Successful builds are indicated by the last four lines.

Testing the effect of caching

To test the functionality of the services, you need to execute a POST request that adds a new book several times. This process will help ensure that the API is working correctly and is able to handle requests for adding data. Regular testing of such requests allows you to identify possible errors and improve the stability of the service.

You can perform this operation either through the terminal or using Postman. Both tools allow you to conveniently interact with the API and execute requests. Using the terminal is suitable for developers who prefer the command line, while Postman provides a graphical interface, simplifying the process of testing and working with the API. Choose the method that's most convenient for you to solve the problem efficiently.

In the next terminal, run the specified commands.

Connecting to the Redis container allows us to verify that books added to the database are also successfully saved in the cache. To ensure the accuracy of the experiment, we clear the cache beforehand.

Connecting to the main application container to read logs is done using a special command. This process allows you to access information in the logs, which can be useful for diagnosing and monitoring the application. Make sure you have the necessary permissions to run this command. After a successful connection, you will be able to view and analyze the logs to identify potential problems or improve application performance.

The -f flag is used to read logs in real time, allowing you to display new entries as they appear in the console. A container ID such as 6f767bc19768 can be obtained using the docker ps command.

We then repeatedly execute the query to retrieve the list of books.

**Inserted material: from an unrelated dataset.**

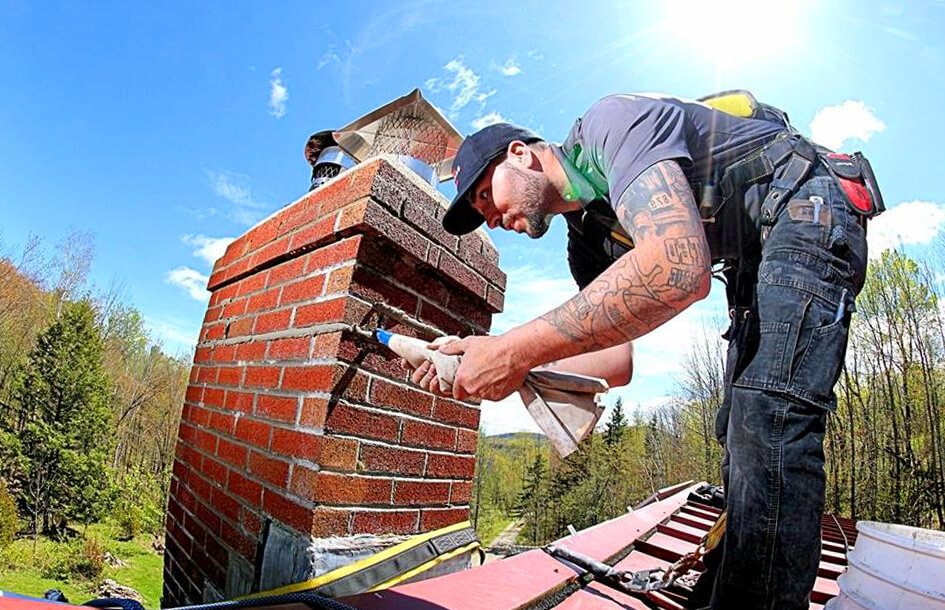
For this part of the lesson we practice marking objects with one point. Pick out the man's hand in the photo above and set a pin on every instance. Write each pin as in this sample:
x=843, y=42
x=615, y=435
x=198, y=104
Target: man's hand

The logs display the following result:

The first query to the MySQL database took 676 milliseconds (Duration), indicating the time it took to retrieve the results. In contrast, the results of the two subsequent queries were retrieved from the cache, allowing them to execute 60 times faster. This highlights the importance of caching for optimizing database performance and reducing response times. Using a cache can significantly speed up access to frequently accessed data, which is especially important for improving the performance of web applications.

Retesting after clearing the cache confirms the results. Clearing the cache is an important procedure for ensuring the relevance of information and correcting possible errors. After completing this task, the test results show a significant improvement. This highlights the importance of regularly clearing the cache to maintain optimal site performance and functionality.

We successfully demonstrated the effectiveness of using Redis for data caching, significantly speeding up interactions with a relational database. As a high-performance in-memory data store, Redis significantly reduces response times and improves overall application performance. Implementing caching with Redis optimizes work with relational databases, which is especially important for projects with large volumes of requests and data.